While I said you can be outside that WR cutoff by Round 8, I already was when on the clock at 7.10 in one of my slows the other day. That means I was given just six picks before the true upside WR profiles were off the board. My contention with many of the elite QB builds that are out there is that when they also include a couple early RBs and maybe even an elite TE, they feel really solid across the board, but that the drafter doesn’t realize that his team just doesn’t have the requisite WR upside/depth and the team is probably dead as a result. It’s the whole reason people took forever to buy into targeting WR depth early in drafts; the easiest thing for a casual to miss when looking at a final roster is the importance of the strength of that WR3 and WR4, how valuable real WR depth can be over the course of a season, and how detrimental it can be when you have just a name there like an Odell Beckham that you’re convincing yourself is going to reach back to 2015 and be a star for you (and it’s not just what it means to have an Odell at WR3, but what that means about your WR4 and WR5 and the whole group, because even when you hit on a guy like Odell in this kind of build, it is still often just not enough).
[If you need to catch up on this concept of “detours,” I wrote about it extensively in the aforementioned 7 pillars article last year, including reframing some of the writing on it from the year prior.]
None of this WR lust is to say that I don’t want anything to do with early RBs, either.

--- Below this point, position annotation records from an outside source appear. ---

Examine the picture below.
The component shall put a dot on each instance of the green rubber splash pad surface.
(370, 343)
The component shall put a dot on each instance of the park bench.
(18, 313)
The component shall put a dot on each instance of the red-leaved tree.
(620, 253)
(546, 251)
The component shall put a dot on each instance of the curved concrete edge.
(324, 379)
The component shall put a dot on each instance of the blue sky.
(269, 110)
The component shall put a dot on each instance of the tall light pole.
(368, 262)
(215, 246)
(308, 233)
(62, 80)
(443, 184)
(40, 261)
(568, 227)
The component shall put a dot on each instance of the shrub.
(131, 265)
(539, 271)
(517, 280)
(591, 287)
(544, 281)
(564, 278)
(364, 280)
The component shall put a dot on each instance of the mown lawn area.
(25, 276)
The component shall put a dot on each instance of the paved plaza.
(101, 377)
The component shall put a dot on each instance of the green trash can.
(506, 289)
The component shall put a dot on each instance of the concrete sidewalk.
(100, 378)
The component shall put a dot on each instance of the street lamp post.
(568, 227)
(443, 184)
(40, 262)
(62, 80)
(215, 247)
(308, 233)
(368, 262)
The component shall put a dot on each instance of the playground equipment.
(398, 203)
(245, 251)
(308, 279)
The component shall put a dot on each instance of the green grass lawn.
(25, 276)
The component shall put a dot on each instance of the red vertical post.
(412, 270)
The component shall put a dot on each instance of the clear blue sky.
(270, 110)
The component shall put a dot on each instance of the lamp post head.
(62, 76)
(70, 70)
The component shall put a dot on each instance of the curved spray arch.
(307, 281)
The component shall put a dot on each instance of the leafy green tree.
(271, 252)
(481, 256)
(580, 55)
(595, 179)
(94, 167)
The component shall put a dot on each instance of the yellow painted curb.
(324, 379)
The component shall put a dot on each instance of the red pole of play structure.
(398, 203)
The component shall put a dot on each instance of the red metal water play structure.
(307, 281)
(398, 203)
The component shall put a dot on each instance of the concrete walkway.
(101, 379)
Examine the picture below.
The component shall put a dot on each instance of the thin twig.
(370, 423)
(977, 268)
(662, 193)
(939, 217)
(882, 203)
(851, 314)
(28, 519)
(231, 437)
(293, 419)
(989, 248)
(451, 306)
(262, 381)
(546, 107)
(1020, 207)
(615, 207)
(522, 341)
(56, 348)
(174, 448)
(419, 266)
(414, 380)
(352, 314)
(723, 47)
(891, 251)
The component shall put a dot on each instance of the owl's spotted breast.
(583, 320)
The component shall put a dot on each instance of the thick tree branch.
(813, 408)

There are some legitimately exciting profiles being pushed down in various early ranges — I particularly like Round 3 for RB — where I love the idea of building in an anchor at that position, or perhaps even two early RBs. Those are detours that have massive potential, and to me are just so much more viable in terms of what they cost me in my pursuit of WR depth than most of the prices you have to pay for the early QB detours. I am also very much willing to pursue elite TEs, as always.
My belief is we have to be incredibly thoughtful with the detours through the first eight or so rounds of drafts right now. One last thing I want to mention here is the willingness to be looking into potential upside WR profiles in the later rounds (or even just viable pieces to a WR puzzle), because I don’t think it’s out of the question to build a viable WR room that does get somewhat buried by the WR avalanche before the WR window closes. Some of the later names I’ve used to try to make up for lost upside at WR include both Skyy and Rondale Moore again, Skyy’s KC teammate Rashee Rice as well as other rookies like Marvin Mims, and the other youngsters in second-year guys like Romeo Doubs and Tyquan Thornton. It’s difficult because the later WR picks are often used to add to team stacks, but I think in some of these builds it makes sense to forgo some of the stacking upside to be targeting real upside profiles instead of, like, Van Jefferson being a thing again because no one knows who else to add to a Cooper Kupp-Matthew Stafford stack.